Your First Repository

mkdir notes && cd notes
git init
echo "# Notes" > README.md
git add README.md
git commit -m "first commit"
git log

Common Patterns

# Rebase a feature branch onto the latest main
git switch feature/login
git fetch origin
git rebase origin/main

# Squash the last three commits
git rebase -i HEAD~3

# Amend the last commit (message or files)
git commit --amend

# Recover a branch you thought you lost
git reflog
git switch -c rescued <sha-from-reflog>

# Pull latest and rebase your local work on top
git pull --rebase

Learning Path Suggestions

Day-to-day fluency (roughly 6 hours)

  1. Chapters 01 to 05 for the flow you use every day
  2. Chapter 08 for undo and recovery
  3. Chapter 12 for conventions

Getting good at rebase (roughly 3 hours)

  1. Chapter 06 for rebase, 07 for conflicts
  2. Chapter 08 for the safety net (reflog, reset)
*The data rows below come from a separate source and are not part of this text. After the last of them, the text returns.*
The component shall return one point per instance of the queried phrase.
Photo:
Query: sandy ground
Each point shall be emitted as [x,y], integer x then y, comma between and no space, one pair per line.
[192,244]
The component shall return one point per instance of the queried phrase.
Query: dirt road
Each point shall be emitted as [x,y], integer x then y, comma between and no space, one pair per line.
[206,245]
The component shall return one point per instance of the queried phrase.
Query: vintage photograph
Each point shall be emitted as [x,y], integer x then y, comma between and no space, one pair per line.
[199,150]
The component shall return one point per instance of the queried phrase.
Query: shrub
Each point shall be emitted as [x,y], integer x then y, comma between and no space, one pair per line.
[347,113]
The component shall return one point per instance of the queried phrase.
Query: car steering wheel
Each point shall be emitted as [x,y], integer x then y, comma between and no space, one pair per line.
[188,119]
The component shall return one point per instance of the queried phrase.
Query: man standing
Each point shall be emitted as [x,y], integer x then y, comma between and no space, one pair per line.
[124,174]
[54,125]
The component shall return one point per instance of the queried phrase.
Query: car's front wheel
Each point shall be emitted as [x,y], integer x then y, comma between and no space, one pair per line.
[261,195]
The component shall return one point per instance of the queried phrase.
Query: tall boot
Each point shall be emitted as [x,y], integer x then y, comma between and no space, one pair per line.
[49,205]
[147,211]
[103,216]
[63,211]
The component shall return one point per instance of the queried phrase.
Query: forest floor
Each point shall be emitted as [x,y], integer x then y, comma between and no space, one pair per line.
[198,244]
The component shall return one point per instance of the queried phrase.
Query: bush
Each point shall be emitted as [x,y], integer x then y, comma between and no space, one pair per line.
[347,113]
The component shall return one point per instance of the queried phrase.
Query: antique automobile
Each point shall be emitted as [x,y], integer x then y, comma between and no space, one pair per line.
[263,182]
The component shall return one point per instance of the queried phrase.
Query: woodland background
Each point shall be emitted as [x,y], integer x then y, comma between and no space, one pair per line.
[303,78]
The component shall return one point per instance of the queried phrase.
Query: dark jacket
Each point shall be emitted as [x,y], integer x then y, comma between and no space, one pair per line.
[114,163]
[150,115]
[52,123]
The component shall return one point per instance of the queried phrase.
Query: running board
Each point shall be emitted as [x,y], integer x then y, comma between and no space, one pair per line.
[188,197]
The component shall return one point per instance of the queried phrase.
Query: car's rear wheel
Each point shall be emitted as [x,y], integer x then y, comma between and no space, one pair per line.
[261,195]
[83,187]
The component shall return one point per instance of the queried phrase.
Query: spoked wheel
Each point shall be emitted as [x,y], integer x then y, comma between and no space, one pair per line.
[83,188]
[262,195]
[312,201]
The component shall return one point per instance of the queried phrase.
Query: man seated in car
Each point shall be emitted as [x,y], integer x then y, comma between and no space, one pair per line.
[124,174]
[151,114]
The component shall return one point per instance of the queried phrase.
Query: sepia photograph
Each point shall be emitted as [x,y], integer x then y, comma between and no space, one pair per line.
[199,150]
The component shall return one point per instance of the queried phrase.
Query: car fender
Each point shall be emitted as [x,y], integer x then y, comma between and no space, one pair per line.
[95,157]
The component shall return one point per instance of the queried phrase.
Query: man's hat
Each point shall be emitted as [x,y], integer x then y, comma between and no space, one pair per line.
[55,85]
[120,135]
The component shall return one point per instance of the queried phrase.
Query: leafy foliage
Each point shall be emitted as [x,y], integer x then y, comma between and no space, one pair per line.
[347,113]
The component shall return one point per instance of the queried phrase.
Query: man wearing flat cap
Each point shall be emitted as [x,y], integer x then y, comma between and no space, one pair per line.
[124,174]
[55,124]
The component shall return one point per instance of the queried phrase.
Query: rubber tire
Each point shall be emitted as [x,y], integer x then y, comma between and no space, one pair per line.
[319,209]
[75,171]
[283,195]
Understanding git (roughly 4 hours)

  1. Chapter 09 for internals
  2. Chapter 08 to see how the commands map to object manipulation
  3. Chapter 06 with the internals in mind

Additional Resources

Git Version

This tutorial is written for Git 2.40+ and uses modern commands (switch, restore) where older material might use checkout. Most examples work on Git 2.23+.